Last week, the Japan Travel Bureau, warned Japanese travelers about going to Saipan because of the rising crime including murders, and increasing drug problems. BancWest has begun operations in Saipan. If tourism suffers because of the social unrest, then business suffers and banks lose money. The question that arose as the savings and loans failed was, what is the risk of banks loaning the majority of their money to one developer? The question that the public should ask is, what are the risk of a bank holding company that seeks to do business in countries that are experiencing social and political instability?

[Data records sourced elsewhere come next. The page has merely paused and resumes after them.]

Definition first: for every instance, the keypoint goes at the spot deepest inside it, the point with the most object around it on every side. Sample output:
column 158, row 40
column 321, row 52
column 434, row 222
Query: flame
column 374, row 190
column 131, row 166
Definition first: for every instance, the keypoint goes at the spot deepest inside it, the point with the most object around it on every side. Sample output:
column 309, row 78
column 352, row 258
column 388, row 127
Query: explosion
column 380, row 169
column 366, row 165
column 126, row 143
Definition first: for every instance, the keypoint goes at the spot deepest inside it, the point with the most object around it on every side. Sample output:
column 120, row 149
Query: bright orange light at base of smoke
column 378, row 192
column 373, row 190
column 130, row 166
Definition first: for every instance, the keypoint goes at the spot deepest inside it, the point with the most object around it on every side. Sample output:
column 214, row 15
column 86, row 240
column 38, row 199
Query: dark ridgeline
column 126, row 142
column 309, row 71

The Clinton / Gore link to the Hawaii bank scandal
Before the politically connected Hawaii banks could fulfill their plans to expand they needed support from the 1993, Democratic Party’s Presidential hopeful, William Jefferson Clinton. They used their connections to Asian financial banking sources and the vast fortune of the Hawaii Democratic Party controlled Hawaiian Trusts like a carrot to lure the cash strapped Clinton. It resulted in Clinton’s appointment of Goldman-Sachs, co-director Robert Rubin as Clinton’s Secretary of the Treasury. Goldman-Sachs was already involved with Hawaii banking deals that included former Secretary Treasurer, William Simon.
In his position as Secretary of the Treasury, Robert Rubin was successful in changing two laws that had been part of the Code of Federal Regulations (CFR) for more than 60-plus years. The first of the laws, the Glass-Steagall Act was implemented after the stock market crash of 1929. Like many of the banking and finance related laws that were passed during this time, the Glass-Steagall Act was meant to protect the public against risk that might jeopardize their money relative to the sales of securities. The law, forbid banks from engaging in the securities business. The government’s newly created securities regulatory agency, the Securities Exchange Commission (SEC) wanted to deny any chance for banks to co-mingle the monies of depositors with the minimum cash required to raise capital through the sale of stocks and bonds. Don’t be surprised if one day, ads appear in your local papers offering high-yield Chinese government bonds (for dams, bridges, highways, airports, and weapons of mass destruction).
The second law that was changed by Rubin in 1997, was the Bank Holding Company Act. He argued that the laws were archaic and were instituted in a time that didn’t reflect the changes that the American banking industry faced in today’s competitive financial world. The modifications to the Bank Holding Company Act would allow America’s banks to broaden the definition of banking services that would be allowed by the government’s financial regulatory agencies.
Thus, Rubin was successful in opening the door for bank holding companies and their affiliates to engage in stock brokerage activities like underwriting and dealing, as well as, other diversified banking and finance related services. The changes that were made by Rubin, and the lessening of the standards by Ms. Tanoue, made it possible for 1st Hawaiian’s holding company, BancWest to enhance their revenue generating potential despite the old loan losses they absorbed to keep their political insiders out of jail after the Hawaii thrifts failed.
One wonders how you’ll be factored into the equation, after all, its only money . . . your money.